Realitas yang tidak sesuai harapan ini menunjukan adanya gejala bahwa pendidikan jalan di tempat. Setelah 65 tahun merdeka pendidikan semakin memperburuk mentalitas manusia Indonesia. Secara romantis Mangunwijaya (2003) menceritakan bahwa pendidikan di jaman penjajahan Belanda telah melahirkan banyak pejuang tangguh, melahirkan manusia-manusia yang mandiri dan memiliki cita-cita. Sementara ketika pendidikan dijalankan oleh bangsa sendiri memberikan hasil yang sebaliknya, hanya sedikit yang memiliki mentalitas maju. Bercermin pada kondisi ini kita mungkin dapat memahami mengapa pembangunan Indonesia sepertinya berjalan lamban. Merujuk kepada penjelasan Koentjaraningrat (1983) mengenai hambatan yang muncul dalam pelaksanaan pembangunan adalah terletak pada mentalitas, dikatakan  bahwa sikap mental orang Indonesia umumnya belum siap untuk pembangunan. Kondisi ini yang dianggap masih bercokol pada kebanyakan masyarakat Indonesia seperti yang diresahkan juga oleh Semiawan (2010b) bahwa perubahan mentalitas belum terwujud, karena korupsi dan penyalahgunaan wewenang tetap berjalan, bahkan telah kehilangan jatidiri sebagai bangsa. Penggambaran Mochtar Lubis tahun 1977 mengenai manusia Indonesia tampaknya masih tetap relevan, meskipun banyak orang mengingkarinya. Mochtar Lubis menggambar manusia Indonesia secara umum memiliki sifat negative yaitu  hipokrisi atau munafik. segan dan enggan bertanggung jawab atas perbuatannya. berjiwa feodal. percaya takhayul. tidak hemat dan boros. Dia tidak suka bekerja keras, kecuali terpaksa. Meskipun beliau berusaha untuk tetap objektif dalam menilai setidaknya dengan menunjukkan sifat-sifat yang baik berupa ikatan saling tolong, berhati lembut, suka damai, punya rasa humor, serta dapat tertawa dalam penderitaan. Manusia Indonesia juga cepat belajar dan punya otak encer serta mudah dilatih keterampilan. Selain itu, punya ikatan kekeluargaan yang mesra serta penyabar. penggambaran di atas tidak bermaksud menampilkan keburukan bangsa sendiri, tetapi bagi kalangan pendidik dan akademisi merupakan sesuatu yang menggugah dan pantas untuk diperbaiki karena menjadi PR bagi kita (Semiawan, 2010b). 
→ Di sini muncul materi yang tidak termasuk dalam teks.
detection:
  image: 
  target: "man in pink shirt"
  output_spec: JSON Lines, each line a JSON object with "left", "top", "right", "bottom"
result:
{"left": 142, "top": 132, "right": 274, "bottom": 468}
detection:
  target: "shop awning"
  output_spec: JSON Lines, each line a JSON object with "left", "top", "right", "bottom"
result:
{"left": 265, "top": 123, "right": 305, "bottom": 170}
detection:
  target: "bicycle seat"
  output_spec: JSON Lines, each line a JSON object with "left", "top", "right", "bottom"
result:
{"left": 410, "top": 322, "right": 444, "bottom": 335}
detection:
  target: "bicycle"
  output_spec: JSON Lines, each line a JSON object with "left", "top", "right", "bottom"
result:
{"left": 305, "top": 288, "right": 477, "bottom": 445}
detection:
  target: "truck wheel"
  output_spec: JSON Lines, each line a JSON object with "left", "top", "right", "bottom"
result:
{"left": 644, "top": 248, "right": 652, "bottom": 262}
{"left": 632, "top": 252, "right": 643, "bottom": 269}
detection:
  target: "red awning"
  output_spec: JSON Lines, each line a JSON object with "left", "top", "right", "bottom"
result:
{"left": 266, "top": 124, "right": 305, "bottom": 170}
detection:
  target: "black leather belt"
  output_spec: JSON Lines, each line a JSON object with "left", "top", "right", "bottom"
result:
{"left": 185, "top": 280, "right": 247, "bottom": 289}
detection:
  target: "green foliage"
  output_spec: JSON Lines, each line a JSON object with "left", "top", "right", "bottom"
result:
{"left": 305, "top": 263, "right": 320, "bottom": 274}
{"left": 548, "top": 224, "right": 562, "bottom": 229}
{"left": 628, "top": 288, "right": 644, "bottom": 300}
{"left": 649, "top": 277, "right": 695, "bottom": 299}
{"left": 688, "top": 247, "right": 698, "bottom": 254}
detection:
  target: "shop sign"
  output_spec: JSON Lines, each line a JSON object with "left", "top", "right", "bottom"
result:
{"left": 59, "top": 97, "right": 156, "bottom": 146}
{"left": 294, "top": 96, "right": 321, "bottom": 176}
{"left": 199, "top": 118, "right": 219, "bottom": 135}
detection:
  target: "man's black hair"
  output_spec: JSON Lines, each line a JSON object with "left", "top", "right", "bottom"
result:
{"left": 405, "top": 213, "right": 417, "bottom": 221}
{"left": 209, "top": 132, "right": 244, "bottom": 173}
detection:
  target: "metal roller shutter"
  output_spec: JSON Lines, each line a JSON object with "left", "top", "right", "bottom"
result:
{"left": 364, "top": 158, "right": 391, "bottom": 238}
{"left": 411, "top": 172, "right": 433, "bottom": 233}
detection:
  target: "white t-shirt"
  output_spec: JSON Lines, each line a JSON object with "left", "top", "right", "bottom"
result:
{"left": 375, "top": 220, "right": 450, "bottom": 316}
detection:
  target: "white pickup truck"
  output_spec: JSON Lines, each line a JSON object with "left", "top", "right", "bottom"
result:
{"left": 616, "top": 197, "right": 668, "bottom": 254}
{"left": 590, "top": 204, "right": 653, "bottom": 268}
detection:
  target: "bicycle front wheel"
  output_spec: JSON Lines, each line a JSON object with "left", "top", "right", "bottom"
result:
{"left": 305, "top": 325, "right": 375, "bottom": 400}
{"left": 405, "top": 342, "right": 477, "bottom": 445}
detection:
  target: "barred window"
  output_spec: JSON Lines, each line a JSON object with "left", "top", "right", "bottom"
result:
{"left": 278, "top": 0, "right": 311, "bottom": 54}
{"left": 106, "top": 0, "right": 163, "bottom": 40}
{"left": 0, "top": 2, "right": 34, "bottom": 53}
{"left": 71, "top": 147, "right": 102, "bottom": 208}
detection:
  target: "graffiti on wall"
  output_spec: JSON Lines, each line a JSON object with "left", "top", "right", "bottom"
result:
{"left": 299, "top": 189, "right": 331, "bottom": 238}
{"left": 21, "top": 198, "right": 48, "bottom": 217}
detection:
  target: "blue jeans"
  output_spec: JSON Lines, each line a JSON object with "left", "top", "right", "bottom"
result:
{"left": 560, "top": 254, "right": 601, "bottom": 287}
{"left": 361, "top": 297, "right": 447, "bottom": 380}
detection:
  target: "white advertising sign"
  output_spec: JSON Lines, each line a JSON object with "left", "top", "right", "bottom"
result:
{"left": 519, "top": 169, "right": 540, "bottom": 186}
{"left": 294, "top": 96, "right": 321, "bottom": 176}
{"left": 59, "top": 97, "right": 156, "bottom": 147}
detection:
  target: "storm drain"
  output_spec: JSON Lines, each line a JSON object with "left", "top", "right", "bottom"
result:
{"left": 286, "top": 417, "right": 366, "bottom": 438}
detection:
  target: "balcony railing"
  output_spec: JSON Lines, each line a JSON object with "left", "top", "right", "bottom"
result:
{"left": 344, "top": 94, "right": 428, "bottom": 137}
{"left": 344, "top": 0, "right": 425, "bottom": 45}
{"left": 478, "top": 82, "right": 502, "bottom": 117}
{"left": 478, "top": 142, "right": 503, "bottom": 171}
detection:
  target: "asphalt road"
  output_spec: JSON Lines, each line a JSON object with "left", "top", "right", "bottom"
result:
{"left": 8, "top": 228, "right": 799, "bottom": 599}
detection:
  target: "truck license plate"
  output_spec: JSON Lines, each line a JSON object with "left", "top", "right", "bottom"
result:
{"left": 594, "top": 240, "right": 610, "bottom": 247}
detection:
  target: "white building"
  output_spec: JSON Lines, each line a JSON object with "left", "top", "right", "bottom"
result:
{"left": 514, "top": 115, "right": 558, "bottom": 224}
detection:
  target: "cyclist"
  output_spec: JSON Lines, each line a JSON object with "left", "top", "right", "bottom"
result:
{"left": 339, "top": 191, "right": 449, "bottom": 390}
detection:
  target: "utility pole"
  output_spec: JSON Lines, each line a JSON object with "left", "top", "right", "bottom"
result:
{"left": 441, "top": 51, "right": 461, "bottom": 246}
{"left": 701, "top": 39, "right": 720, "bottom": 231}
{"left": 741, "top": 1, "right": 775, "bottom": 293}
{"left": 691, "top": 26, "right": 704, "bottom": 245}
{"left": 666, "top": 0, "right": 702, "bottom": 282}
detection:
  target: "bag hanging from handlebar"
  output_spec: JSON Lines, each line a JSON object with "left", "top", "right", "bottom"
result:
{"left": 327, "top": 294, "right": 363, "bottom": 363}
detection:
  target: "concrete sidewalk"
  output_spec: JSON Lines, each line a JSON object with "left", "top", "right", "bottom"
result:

Menuju pendidikan yang membangun karakter 
Langkah yang mungkin dapat diperbaiki adalah bagaimana membangun karakter. Semiawan (2010b) setidaknya memberikan dua kontributor penting yaitu pengasuhan di rumah dan pendidikan di sekolah. Dalam pembahasan ini akan lebih difokuskan kepada pendidikan karakter di sekolah.
Pendidikan meskipun bukan panacea bagi masalah-masalah kebangsaan, tetapi merupakan kontributor penting bagi kemajuan dan upaya menuju ke arah perbaikan. Pendidikan yang baik akan mendorong kepada perubahan progresif menyebabkan setiap orang mencapai aktualisasi (dalam bahasa Maslow) atau individuasi dalam Bahasa Jung atau creative minority versi Arnold Toynbee (lihat Schultz, 1991). Pendidikan harus diarahkan kepada upaya untuk membangun karakter, yaitu terjadi proses tranformasi diri menuju ke arah yang lebih tinggi
Pendidikan dapat membantu manusia menjadi bagian dari masyarakat yang sehat,  Dalam istilah Erich Fromm masyarakat yang sehat adalah masyarakat produktif,  karena memiliki karakter yang kreatif dan selalu berusaha untuk menggunakan apapun untuk kemajuan, mereka termasuk Tipe biofilus (orang yang mencintai kehidupan). Fromm juga mengemukakan tentang masyarakat yang seharusnya yaitu masyarakat manusia yang berhubungan satu sama lain dengan penuh cinta, dan berakar dalam ikatan-ikatan persaudaraan dan solidaritas, suatu masyarakat yang memberi kemungkinan untuk mengatasi kodratnya dengan mencipta bukan dengan membinasakan, dimana setiap orang mencapai pengertian tentang diri dengan mengalami dirinya sebagai subjek dari kemampuan-kemampuannya bukan dengan konformitas. Terdapat suatu sistem orientasi dan devosi tanpa orang perlu mengubah kenyataan. Dalam masyarakat semacam itu, setiap orang akan memiliki kesempatan yang sama untuk menjadi manusiawi sepenuhnya.

Konsep karakter
Istilah karakter dalam Kamus Besar Bahasa Indonesia sama dengan “watak” yang diartikan sebagai sifat batin manusia yang mempengaruhi segenap pikiran dan tingkah laku, budi pekerti dan tabiat (Soedarsono, 2008). Sama halnya dengan kamus Inggris-Indonesia (Echols dan Shadily, 1976) yang menyamakan Character dengan watak, karakter, sifat (kata benda).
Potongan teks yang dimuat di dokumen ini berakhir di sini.